Invitation
Nadine P.
Depuis quelque temps, loin de la pandémie et de ses interdits, récemment éloignée des horaires étriqués et de la fatigue, j’invite ami(e)s et famille à des repas gourmands, arrosés comme il se doit de bons vins de Bourgogne et de bulles rampantes le long des flûtes.
Tradition personnelle, l’armoire de verres est grande ouverte, chacune, chacun fait son choix avant de passer à table.
Tradition ?
Je n’ai pas remarqué avant longtemps ou n’avait pas su ou voulu m’y arrêter, tout ce que ma mère m’a transmis comme habitudes dans une cuisine. Gestes, recettes, même des plats offerts issus de son mariage en… 1953. Solides au demeurant !
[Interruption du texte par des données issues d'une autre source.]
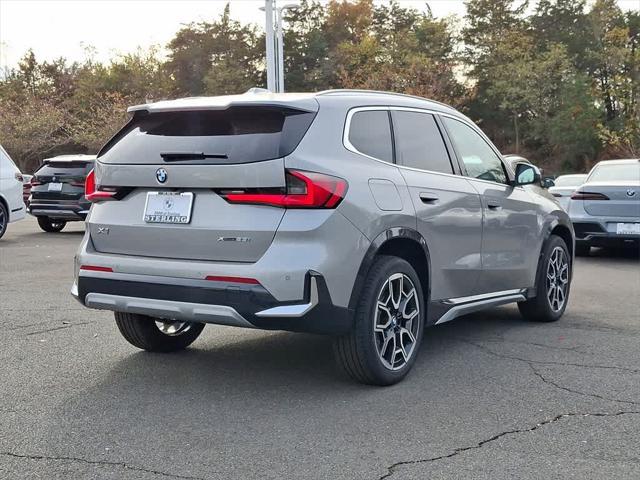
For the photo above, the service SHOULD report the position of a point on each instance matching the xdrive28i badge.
(161, 175)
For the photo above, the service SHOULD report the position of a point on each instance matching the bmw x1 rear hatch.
(168, 174)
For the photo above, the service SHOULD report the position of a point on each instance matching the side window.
(370, 133)
(478, 157)
(419, 143)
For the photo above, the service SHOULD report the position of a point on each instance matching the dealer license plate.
(168, 207)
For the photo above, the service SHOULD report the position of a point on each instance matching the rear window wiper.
(185, 156)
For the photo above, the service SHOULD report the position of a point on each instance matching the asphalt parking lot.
(491, 396)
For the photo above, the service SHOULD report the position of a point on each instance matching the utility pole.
(280, 43)
(270, 44)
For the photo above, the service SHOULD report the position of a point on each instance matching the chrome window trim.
(488, 141)
(388, 108)
(349, 146)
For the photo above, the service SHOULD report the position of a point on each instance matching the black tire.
(357, 352)
(582, 249)
(539, 309)
(49, 225)
(4, 219)
(142, 331)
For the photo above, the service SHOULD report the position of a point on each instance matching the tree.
(216, 58)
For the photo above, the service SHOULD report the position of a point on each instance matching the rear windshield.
(616, 172)
(234, 135)
(65, 168)
(569, 180)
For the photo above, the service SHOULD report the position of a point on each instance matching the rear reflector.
(217, 278)
(579, 195)
(96, 268)
(93, 192)
(303, 190)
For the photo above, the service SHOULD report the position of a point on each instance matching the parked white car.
(12, 206)
(564, 186)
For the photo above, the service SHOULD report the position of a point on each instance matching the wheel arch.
(561, 228)
(401, 242)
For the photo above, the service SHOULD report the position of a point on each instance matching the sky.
(55, 28)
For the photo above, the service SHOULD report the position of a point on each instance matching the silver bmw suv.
(368, 216)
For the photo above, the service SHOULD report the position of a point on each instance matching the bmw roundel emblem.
(161, 175)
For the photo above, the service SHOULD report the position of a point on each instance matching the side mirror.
(547, 182)
(527, 174)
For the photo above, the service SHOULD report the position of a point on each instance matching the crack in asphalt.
(544, 379)
(548, 362)
(457, 451)
(59, 327)
(101, 463)
(577, 392)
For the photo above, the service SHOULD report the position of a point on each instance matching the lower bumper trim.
(194, 312)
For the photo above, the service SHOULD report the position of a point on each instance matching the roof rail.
(378, 92)
(254, 90)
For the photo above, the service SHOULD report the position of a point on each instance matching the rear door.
(448, 209)
(180, 163)
(510, 236)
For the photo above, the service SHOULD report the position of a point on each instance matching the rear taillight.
(303, 190)
(95, 193)
(245, 280)
(580, 195)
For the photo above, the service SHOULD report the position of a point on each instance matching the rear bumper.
(599, 232)
(66, 210)
(17, 213)
(223, 303)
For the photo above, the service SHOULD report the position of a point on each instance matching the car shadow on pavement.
(620, 253)
(278, 362)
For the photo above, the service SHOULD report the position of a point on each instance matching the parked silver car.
(605, 210)
(564, 186)
(364, 215)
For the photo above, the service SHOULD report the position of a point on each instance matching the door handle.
(428, 197)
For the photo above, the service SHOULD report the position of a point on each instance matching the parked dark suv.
(57, 193)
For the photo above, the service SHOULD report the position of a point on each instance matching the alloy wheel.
(557, 279)
(396, 321)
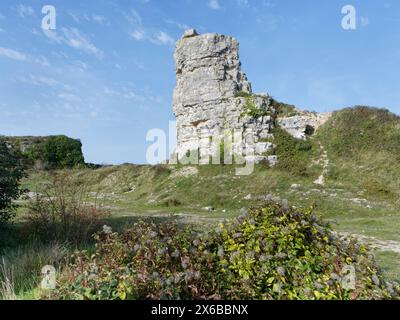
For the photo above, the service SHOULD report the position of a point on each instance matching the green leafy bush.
(58, 152)
(11, 173)
(294, 154)
(271, 252)
(353, 131)
(64, 210)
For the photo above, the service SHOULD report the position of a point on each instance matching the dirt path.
(325, 163)
(375, 243)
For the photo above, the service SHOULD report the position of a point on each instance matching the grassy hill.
(357, 151)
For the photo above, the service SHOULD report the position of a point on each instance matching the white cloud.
(133, 17)
(69, 97)
(25, 11)
(75, 39)
(78, 18)
(39, 80)
(12, 54)
(138, 34)
(364, 21)
(181, 26)
(158, 38)
(242, 3)
(214, 5)
(42, 61)
(99, 19)
(162, 38)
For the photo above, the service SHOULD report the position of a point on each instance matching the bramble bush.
(63, 210)
(11, 173)
(270, 252)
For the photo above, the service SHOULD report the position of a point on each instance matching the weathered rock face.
(213, 95)
(304, 123)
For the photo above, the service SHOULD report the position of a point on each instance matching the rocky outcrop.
(213, 96)
(303, 124)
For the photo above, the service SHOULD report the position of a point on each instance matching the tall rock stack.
(212, 95)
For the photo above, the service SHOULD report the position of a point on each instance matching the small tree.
(11, 173)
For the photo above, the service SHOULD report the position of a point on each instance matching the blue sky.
(106, 74)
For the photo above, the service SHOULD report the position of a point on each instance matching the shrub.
(271, 252)
(11, 172)
(354, 131)
(20, 267)
(58, 152)
(294, 154)
(63, 210)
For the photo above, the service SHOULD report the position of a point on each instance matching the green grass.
(363, 147)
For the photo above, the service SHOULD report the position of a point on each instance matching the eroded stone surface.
(206, 102)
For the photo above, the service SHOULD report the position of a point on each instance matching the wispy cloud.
(242, 3)
(177, 24)
(158, 38)
(97, 18)
(364, 21)
(74, 39)
(214, 5)
(25, 11)
(38, 80)
(133, 17)
(162, 38)
(100, 19)
(13, 54)
(138, 34)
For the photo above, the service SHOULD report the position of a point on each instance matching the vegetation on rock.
(270, 252)
(11, 173)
Je ne fais pas la sauce de salade comme mes amies, je fais celle de ma mère. Ce matin, le texte est venu à la suite, surprise de m’entendre compter à haute voix les cuillères d’huile et de vinaigre, exercice superflu, car tellement banal.
1 cuillère de moutarde
1 cuillère de vinaigre
3 cuillères d’huile
Pincées de sel et poivre
Telle une comptine d’enfance, je revois ma mère nous apprendre les mesures, son rythme vif pour tourner la sauce au fond du saladier, moi si petite, devant me mettre debout sur la chaise pour TOUT voir. Ne rien perdre de cette leçon, je ne savais pas encore qu’elle s’ancrerait profondément malgré son peu d’importance.
Je n’oublie pas d’autres transmissions, celles des tomates farcies que je n’ai pas encore réussi à cuisiner autrement, de la pâte à tartes, ni des pommes fourrées.
Je me suis débattue longtemps pour ne pas ressembler à ma mère, pas envie de voir en moi le miroir de ses travers, son côté négatif posé sur tous les gens et sur chaque chose. Puis le temps passant, j’ai bien dû reconnaître, parfois douloureusement, que les traces de nos anciens se déposent sur nous et en nous sans qu’on en choisisse la liste. Les années ont passé, j’ai acquis un plus grand calme en regardant vivre cette maman vieillissante, ne lui pardonnant pas toujours tout, mais considérant son caractère et sa façon d’être comme une peinture familière à laquelle je me suis habituée, encore étonnée d’y trouver des reliefs inattendus, des émotions inconnues et laissant pour les coins sombres, la possibilité de détourner la tête et le cœur quand c’est possible.
J’écris alors que mes invités seront là dans une heure, mais, semblable à un soufflé, ça ne pouvait pas attendre !
Une invitation c’est une écriture. Avoir l’envie, l’idée, puis commencer à regrouper les éléments qui m’emmèneront vers la réalisation du plat ou du texte. J’aime ces moments en amont quand je pense à celles et ceux qui viendront, que j’ai envie de gâter, comme j’aime cette histoire à raconter, se faufilant en tête, phrases et tournures qui s’imbriquent avant que le crayon n’en soit le relais. Ne pas refaire la même recette que la dernière fois, penser que B. n’aime pas le fromage, penser que J. adore le piquant, ne pas écrire les mêmes souvenirs ou mêmes scènes..
Accorder l’entrée en tempérament, en goût et en visuel avec celle du plat principal, tel « l’incipit » sur la page commençant à se noircir de mots, en attendant les chapitres qui suivront sans redite, sans redondance, avec en cuisine comme en écriture ce lien secret qui n’appartient qu’à moi, jusqu’à ce que ce que les invités sonnent à la porte.